Kini Montero berteriak dan bersorak, dan para petani mula-mula menurunkan perahu karet, lalu saya ke dalam sumur. De Anda juga akhirnya diturunkan 20 meter ke dalam sumur, sehingga kami berempat mungkin adalah orang pertama dalam berabad-abad yang mengamati jalur yang dilalui dewa matahari di air ini.
!break!
Di bawah mulut cenote yang sempit, dindingnya membuka menjadi kubah raksasa, mirip katedral, tetapi ada akar pepohonan yang menembus batu menggapai-gapai air. Terfokus oleh lubang yang kecil—dibentuk segi empat, kemungkinan untuk mencerminkan kosmos Maya yang bersudut empat—berkas sinar matahari menari-nari bak api pada rumbai-rumbai stalaktit rapuh di sekeliling.
Tepi air juga seolah menyala kala terkena cahaya, dan di bawah permukaan yang biasanya gelap, air menjadi biru pirus yang jernih. Sinar matahari hampir vertikal, sehingga Montero kini tahu bahwa kemarin, pada saat zenit, tiang cahaya tentu menukik lurus ke dalam air. Tidak perlu menjadi orang Maya untuk merasa takjub.
Arkeolog mulai memperhatikan peran gua, matahari zenit, dan sekarang—melalui de Anda—cenote, dalam keyakinan bangsa Maya kuno di Yucatán. Bangsa Maya memandang gua maupun cenote sebagai mulut menuju dunia-lain yang dihuni Chaak, dewa hujan pemberi kehidupan. Tetapi, pengaruh keyakinan ini pada arsitektur dan perencanaan kota baru belakangan ini saja mulai dipahami.
Pada 2010, de Anda, yang saat itu sudah menyelam di puluhan cenote, mulai menjelajahi Holtún atas undangan Rafael Cobos, arkeolog ternama yang sibuk menyelidiki dan memetakan ratusan bangunan kuno, tanjung, dan sumur di wilayah Chichén Itzá. Saat memeriksa dinding kolam beberapa meter di bawah permukaan, dia keluar dari sebuah relung kecil dan merasakan ada tonjolan di atas kepalanya.
Landas batu alami ini berisi sesajen berupa tengkorak manusia, tembikar, tengkorak anjing, tulang rusa, dan pisau bermata dua yang kemungkinan digunakan untuk kurban. Semuanya diletakkan di sana dengan rapi berabad-abad silam. Lampu-kepalanya, yang mengarah lurus ke kedalaman cenote, menampakkan tiang-tiang patah, ukiran jaguar yang menyerupai manusia, dan patung yang mirip dengan manusia batu kecil di Kuil Petarung di Chichén Itzá.
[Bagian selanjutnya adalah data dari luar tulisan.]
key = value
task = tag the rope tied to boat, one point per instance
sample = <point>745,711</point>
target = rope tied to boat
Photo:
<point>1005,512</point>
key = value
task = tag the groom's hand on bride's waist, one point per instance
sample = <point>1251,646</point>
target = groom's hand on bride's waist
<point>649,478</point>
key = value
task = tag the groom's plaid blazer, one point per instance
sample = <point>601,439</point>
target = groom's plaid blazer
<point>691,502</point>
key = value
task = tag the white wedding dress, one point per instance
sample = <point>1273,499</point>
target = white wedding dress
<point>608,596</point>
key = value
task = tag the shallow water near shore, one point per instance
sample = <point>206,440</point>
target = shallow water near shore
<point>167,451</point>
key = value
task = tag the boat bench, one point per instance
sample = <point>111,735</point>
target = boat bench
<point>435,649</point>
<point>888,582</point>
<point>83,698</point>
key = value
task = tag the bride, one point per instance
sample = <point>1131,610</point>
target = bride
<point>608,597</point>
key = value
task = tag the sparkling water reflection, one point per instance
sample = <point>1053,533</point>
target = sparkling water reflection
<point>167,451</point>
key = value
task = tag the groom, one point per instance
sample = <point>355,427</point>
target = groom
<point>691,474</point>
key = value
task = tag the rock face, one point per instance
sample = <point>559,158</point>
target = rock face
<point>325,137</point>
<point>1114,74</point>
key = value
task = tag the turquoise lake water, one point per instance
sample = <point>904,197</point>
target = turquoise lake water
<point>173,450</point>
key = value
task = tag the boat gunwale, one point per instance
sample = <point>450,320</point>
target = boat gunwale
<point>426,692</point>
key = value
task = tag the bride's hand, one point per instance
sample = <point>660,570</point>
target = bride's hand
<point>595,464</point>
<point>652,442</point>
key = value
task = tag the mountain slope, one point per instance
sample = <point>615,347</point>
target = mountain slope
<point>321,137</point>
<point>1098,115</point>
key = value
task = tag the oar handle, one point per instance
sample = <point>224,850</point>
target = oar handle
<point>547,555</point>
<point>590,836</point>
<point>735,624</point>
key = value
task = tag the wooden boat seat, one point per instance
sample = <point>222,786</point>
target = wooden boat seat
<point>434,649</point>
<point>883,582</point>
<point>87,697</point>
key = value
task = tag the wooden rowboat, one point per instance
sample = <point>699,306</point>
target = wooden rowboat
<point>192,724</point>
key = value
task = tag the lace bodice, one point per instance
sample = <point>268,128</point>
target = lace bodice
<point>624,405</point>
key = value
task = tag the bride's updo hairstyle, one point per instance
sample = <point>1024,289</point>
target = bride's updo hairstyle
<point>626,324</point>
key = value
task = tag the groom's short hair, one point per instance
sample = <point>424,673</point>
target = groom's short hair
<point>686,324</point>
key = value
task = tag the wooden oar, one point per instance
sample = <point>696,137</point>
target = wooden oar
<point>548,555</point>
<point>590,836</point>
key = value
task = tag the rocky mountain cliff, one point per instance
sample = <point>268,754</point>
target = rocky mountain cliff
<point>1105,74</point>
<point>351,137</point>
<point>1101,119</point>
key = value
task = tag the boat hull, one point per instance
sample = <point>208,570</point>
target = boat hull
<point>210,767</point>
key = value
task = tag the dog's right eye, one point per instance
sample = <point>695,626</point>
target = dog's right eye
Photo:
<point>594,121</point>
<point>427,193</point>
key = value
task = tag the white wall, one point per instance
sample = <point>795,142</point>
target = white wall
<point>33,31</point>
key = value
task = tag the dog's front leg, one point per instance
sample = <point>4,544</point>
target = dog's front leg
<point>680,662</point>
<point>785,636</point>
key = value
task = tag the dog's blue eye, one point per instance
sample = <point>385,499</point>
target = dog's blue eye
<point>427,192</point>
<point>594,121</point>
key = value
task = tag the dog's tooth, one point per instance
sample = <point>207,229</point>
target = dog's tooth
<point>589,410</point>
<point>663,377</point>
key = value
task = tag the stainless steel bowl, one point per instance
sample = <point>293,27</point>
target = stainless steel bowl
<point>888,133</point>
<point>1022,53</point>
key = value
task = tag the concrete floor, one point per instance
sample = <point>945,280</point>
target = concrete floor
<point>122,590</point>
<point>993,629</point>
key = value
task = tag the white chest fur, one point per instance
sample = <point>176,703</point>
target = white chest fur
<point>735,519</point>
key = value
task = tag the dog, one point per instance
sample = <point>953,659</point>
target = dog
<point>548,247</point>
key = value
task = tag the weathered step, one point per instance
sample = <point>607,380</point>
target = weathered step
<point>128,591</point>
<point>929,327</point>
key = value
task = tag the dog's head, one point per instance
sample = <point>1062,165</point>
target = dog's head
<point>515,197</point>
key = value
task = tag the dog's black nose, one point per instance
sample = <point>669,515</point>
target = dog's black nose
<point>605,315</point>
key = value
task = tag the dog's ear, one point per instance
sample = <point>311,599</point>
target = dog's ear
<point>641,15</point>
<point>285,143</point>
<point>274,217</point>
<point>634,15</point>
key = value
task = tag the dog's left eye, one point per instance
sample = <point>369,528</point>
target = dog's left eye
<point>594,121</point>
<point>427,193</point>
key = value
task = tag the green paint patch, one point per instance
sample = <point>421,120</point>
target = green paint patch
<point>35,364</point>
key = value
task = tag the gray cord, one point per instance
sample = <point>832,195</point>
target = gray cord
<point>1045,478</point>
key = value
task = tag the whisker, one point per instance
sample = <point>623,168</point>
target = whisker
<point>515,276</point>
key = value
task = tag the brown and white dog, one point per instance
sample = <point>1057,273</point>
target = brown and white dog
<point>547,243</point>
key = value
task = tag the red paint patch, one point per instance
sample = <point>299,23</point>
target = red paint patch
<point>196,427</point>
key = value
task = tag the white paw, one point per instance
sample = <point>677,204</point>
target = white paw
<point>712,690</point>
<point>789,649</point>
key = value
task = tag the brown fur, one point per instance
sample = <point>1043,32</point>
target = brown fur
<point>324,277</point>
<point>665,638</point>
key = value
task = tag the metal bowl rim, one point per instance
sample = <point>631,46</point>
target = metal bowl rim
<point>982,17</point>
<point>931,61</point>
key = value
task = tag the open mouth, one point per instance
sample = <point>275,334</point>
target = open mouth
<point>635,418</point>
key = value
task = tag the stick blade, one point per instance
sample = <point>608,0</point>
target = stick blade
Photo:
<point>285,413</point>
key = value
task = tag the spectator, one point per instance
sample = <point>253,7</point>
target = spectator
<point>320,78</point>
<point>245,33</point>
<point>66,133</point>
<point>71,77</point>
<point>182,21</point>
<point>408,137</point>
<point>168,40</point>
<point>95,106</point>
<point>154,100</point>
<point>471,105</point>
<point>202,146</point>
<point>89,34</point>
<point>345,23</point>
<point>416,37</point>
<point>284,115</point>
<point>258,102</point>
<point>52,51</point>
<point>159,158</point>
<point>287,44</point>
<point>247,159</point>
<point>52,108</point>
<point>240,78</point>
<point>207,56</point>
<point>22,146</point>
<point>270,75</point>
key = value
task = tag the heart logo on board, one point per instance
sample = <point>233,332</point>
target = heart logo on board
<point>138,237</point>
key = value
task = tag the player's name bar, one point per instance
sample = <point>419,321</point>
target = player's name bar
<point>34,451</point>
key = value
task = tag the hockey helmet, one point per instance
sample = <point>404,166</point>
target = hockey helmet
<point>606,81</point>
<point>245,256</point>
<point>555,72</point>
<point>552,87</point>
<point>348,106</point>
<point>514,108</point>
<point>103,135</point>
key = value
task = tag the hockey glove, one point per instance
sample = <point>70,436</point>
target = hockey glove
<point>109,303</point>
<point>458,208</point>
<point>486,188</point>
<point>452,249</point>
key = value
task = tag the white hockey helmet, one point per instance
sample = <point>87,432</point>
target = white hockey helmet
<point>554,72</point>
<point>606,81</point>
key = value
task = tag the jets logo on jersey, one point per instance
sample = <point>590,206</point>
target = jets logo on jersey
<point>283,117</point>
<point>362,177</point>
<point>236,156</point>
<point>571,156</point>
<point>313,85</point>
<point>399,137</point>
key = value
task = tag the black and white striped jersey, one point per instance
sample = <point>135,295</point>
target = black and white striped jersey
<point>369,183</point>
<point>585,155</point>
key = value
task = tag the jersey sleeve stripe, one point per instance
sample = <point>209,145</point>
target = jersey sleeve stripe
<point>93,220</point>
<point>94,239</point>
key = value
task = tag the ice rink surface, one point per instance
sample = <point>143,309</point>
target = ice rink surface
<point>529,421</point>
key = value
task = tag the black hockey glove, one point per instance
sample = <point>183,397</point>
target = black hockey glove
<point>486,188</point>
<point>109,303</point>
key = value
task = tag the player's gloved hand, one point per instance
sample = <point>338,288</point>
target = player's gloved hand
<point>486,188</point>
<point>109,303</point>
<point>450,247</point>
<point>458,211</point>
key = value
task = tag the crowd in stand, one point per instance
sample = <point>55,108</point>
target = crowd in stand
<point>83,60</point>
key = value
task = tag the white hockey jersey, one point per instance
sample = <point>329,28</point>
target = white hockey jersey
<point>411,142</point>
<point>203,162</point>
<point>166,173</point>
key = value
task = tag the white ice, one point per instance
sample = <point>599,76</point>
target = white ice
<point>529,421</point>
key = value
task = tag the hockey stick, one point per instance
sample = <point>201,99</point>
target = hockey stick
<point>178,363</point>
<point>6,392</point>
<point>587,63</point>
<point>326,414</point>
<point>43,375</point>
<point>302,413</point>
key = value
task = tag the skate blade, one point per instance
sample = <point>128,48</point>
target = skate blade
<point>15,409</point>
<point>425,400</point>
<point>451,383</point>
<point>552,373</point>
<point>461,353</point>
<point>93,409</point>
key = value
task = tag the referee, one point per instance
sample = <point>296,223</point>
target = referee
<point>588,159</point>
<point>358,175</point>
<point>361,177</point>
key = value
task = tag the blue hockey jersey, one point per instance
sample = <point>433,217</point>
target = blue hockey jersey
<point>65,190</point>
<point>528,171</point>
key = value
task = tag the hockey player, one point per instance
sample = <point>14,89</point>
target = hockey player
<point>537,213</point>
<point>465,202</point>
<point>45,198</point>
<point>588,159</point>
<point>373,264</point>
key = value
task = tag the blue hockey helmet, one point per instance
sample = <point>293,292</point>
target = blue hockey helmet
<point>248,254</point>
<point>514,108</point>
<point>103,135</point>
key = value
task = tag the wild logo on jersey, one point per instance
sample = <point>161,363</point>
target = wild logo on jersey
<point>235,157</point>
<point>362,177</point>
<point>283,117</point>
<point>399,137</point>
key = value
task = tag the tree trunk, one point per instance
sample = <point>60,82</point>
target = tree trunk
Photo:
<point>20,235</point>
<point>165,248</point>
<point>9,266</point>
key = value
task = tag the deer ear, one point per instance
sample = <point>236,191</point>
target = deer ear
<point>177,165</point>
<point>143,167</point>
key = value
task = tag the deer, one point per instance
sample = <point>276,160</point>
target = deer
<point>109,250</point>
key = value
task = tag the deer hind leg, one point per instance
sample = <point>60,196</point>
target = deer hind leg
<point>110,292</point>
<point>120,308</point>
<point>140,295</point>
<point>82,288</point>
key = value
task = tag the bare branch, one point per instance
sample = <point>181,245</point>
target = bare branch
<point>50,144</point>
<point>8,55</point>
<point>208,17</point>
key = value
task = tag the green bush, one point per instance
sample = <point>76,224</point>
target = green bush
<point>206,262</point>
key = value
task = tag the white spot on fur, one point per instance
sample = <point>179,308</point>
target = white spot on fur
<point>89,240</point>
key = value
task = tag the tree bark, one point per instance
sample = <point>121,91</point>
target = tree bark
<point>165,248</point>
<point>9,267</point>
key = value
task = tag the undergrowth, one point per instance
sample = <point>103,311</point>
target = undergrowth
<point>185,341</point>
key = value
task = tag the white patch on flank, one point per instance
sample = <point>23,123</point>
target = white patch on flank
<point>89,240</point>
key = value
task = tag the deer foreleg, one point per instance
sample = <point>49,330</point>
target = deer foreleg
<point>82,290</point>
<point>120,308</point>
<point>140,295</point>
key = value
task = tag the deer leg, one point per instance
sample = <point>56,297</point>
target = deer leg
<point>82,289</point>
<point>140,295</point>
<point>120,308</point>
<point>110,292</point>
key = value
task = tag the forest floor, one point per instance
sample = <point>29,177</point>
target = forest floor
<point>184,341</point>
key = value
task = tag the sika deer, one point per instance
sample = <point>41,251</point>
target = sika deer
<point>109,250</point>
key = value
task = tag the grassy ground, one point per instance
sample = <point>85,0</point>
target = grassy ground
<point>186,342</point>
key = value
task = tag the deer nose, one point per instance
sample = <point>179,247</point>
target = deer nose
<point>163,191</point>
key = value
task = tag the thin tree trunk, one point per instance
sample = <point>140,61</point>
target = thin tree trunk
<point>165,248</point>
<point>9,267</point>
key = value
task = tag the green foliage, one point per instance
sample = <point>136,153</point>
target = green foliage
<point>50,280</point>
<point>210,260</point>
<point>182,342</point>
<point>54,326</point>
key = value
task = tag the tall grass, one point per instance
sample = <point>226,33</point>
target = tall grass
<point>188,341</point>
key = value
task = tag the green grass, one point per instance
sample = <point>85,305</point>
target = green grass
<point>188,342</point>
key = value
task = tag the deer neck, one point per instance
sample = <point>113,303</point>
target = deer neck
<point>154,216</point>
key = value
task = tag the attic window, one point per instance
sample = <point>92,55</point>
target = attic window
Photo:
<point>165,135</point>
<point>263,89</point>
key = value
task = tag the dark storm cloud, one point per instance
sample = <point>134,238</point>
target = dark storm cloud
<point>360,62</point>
Sumur ini jelas merupakan situs suci.
Sekarang, tiga tahun kemudian, de Anda dan Montero tak hanya menemukan hubungan antara matahari zenit dan Holtún, tetapi rupanya juga perannya dalam penentuan lokasi dan arah piramida El Castillo di Chichén Itzá. Pada ekuinoks musim semi, “ular” sinar matahari melata menuruni satu sisi tangga tengah di piramida itu—pemandangan yang disaksikan setiap tahun oleh ribuan wisatawan.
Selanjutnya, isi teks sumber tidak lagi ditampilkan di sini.